Título: Apesar de tudo
Autor: Buarque, Cristovam
Fonte: O Globo, 07/07/2007, Opinião, p. 7
Antes, corríamos riscos e tínhamos objetivos. Agora, não há mais objetivos e os riscos parecem não existir. Corríamos riscos de morte, tortura, prisão, exílio, mas tínhamos adiante, palpável, o sonho a realizar: a construção de uma sociedade justa e democrática, com igualdade e plena liberdade. O fim da exploração e da pobreza. A primazia da cultura, sobre o consumo material. E tínhamos certeza, certeza absoluta, de que nossos sonhos se realizariam. Valia a pena correr o risco. Era assim a prática da política nos meus anos de juventude. Havia uma razão para a vida e para a morte, e um céu posterior: a história com a democracia e a justiça.
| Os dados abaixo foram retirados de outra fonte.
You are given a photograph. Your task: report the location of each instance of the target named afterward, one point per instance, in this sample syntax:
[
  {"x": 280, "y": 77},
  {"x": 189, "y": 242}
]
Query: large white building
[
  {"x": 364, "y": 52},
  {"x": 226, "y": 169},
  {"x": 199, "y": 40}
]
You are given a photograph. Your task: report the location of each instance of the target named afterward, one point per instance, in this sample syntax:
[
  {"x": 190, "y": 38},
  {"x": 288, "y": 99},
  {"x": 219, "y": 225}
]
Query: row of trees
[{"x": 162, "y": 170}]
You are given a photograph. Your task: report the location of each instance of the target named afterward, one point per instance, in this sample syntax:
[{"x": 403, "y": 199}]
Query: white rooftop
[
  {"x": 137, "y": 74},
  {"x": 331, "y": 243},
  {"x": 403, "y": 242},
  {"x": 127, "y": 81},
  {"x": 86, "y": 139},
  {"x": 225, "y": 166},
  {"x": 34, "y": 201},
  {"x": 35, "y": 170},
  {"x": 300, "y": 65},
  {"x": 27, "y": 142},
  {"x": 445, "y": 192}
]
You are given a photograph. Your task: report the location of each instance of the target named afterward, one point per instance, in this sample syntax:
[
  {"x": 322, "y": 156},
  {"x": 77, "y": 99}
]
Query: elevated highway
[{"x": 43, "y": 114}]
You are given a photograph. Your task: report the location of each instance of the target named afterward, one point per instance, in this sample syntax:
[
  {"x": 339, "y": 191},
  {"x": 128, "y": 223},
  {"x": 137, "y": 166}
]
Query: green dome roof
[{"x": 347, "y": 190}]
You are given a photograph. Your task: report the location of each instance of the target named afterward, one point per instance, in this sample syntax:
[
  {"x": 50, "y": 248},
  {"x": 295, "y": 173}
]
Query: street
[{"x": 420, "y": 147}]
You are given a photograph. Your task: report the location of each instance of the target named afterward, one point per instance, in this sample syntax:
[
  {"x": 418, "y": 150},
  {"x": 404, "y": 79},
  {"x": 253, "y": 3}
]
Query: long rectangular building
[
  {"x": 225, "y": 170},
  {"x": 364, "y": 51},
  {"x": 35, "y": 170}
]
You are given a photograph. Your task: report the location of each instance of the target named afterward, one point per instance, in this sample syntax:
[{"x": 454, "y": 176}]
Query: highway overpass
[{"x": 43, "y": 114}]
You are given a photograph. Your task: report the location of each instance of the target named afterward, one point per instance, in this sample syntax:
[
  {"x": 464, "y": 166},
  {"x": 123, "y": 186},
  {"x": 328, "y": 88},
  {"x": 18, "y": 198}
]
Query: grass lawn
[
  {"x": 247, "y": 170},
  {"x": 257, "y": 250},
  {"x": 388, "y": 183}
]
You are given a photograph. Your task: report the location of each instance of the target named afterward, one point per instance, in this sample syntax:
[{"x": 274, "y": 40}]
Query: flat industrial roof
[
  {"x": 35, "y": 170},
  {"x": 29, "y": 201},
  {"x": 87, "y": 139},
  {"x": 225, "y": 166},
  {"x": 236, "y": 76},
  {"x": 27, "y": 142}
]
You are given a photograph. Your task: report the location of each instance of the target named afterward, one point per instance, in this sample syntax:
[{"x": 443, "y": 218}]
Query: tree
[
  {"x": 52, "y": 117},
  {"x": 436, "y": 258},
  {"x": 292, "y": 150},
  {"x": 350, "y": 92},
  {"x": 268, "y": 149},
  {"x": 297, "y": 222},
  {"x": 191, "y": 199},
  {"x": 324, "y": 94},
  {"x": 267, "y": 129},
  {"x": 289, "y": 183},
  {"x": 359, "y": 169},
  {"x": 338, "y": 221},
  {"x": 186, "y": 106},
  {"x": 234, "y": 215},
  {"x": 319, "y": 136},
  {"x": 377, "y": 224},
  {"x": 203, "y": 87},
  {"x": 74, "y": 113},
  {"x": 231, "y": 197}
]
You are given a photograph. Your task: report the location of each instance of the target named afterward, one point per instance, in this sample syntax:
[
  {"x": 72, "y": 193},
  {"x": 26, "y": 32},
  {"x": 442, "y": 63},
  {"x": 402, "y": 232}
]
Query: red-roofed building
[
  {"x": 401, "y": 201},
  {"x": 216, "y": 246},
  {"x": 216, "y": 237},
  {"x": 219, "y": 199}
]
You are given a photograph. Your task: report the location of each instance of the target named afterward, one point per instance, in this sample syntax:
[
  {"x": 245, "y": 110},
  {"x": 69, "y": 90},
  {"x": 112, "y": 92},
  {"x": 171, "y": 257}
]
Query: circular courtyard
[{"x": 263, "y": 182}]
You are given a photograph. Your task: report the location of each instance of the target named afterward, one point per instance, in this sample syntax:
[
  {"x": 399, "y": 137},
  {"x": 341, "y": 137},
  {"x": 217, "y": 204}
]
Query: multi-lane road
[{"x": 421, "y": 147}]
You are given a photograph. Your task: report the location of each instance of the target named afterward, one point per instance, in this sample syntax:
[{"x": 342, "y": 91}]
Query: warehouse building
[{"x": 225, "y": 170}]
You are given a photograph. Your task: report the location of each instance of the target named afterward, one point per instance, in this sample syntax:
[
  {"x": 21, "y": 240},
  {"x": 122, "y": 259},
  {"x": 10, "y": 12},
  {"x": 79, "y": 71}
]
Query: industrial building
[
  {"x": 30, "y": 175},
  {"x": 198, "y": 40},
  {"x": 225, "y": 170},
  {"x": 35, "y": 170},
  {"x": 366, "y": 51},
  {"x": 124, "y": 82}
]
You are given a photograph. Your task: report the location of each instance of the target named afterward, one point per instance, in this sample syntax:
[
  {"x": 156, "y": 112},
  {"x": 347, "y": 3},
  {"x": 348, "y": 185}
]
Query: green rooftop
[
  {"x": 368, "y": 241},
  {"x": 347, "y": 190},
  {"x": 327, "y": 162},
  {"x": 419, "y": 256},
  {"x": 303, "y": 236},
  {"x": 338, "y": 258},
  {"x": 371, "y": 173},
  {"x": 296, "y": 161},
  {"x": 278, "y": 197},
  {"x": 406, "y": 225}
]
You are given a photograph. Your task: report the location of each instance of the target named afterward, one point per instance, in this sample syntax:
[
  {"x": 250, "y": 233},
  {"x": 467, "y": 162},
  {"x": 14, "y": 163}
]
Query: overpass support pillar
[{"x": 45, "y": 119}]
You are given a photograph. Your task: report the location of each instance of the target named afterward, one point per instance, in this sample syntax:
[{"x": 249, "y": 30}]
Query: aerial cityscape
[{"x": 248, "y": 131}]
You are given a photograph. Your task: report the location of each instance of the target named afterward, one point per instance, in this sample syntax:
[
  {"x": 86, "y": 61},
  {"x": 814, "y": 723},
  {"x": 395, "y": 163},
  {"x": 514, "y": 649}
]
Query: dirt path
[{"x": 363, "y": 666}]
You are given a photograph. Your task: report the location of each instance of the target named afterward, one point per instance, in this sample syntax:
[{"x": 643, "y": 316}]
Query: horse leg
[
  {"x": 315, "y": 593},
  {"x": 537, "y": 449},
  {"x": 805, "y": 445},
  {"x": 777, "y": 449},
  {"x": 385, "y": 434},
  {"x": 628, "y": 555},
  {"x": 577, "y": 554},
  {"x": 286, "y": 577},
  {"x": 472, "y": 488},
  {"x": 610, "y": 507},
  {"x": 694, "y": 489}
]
Acreditávamos que, estatizando a propriedade, distribuiríamos a renda; que a revolução se faria organizando os operários; que o planejamento acabaria com a ineficiência. Descobrimos que isso seria impossível, e que os resultados não seriam aqueles que esperávamos.
Hoje, a política não exige a coragem de enfrentar a morte, mas o cinismo de enfrentar a desonra da omissão, da impotência, da defesa de privilégios e interesses corporativos, próprios ou de financiadores de campanha. Às vezes, envolve o risco de tangenciar ambientes de corruptores. E não parece haver propósito.
A política ficou sem utopia, sem finalidade histórica, prisioneira do seu dia-a-dia. E se perdeu nessa rotina vazia. Por isso, não atraímos o aplauso dos adultos, nem a militância dos jovens. A política virou profissão, e não função. Esfera de acordos e conchavos, e não de ação transformadora. Os partidos que há pouco pareciam resistir se perderam quando chegaram ao poder: sem utopia, sem vigor transformador.
Muitos acham um horror os anos de chumbo da ditadura. Outros, os anos vazios da democracia.
Apesar disso, ainda há objetivos adiante, e os riscos têm de ser enfrentados. Com o mesmo cuidado com que nos protegíamos da polícia quando descumpríamos as leis da ditadura, fazendo o que era preciso para subverter a ordem ditatorial implantada, agora precisamos cultivar o rigor pessoal no dia-a-dia, no uso de recursos públicos, no cumprimento das leis, na permanente vigilância contra desvios e desesperança. E, sobretudo, manter o foco em projetos utópicos, no compromisso com a transformação social no país.
O objetivo não é mais a democracia política, já conquistada. Já não é mais a igualdade socialista, desmoralizada, tecnicamente impossível e eticamente desnecessária. O que nos move agora deve ser retirar o Brasil do atraso e oferecer a mesma chance a cada brasileiro. O atraso só será superado quando nosso país se tornar um centro produtor de capital-conhecimento. E isso só será possível em função da dinâmica criada por uma revolução na educação de qualidade para todos.
Isso é preciso e é possível. O Brasil dispõe de todos os recursos necessários. Nosso desafio, maior do que foi derrubar a ditadura, é convencer os pobres de que é possível, e os ricos de que é preciso. Propor as medidas corajosas e revolucionárias, e reservar os recursos necessários.
Vale a pena fazer política para construir essa utopia, mesmo que seja apenas para convencer os brasileiros de que é necessário, preciso e possível. Vale a pena correr riscos, ainda que sejam maiores do que antigamente. Antes, o pior que podia acontecer era morrer com honra, lutando. Agora, é viver com a honra ameaçada pela omissão e pela lama.
A política na sua ação cotidiana é um dos jogos mais chatos do ser humano. Mas quando ela é feita como o trabalho de operários - com dedicação e voltada para a construção do futuro - torna-se uma das mais excitantes atividades do homem. Política com um propósito utópico para a nação, com vontade de mudar a realidade, dedicação para convencer os eleitores e articular as lideranças. Fugindo da rotina do dia-a-dia e das tentações do poder.
Apesar de tudo, é preciso continuar lutando. E também sonhando.
CRISTOVAM BUARQUE é senador (PDT-DF).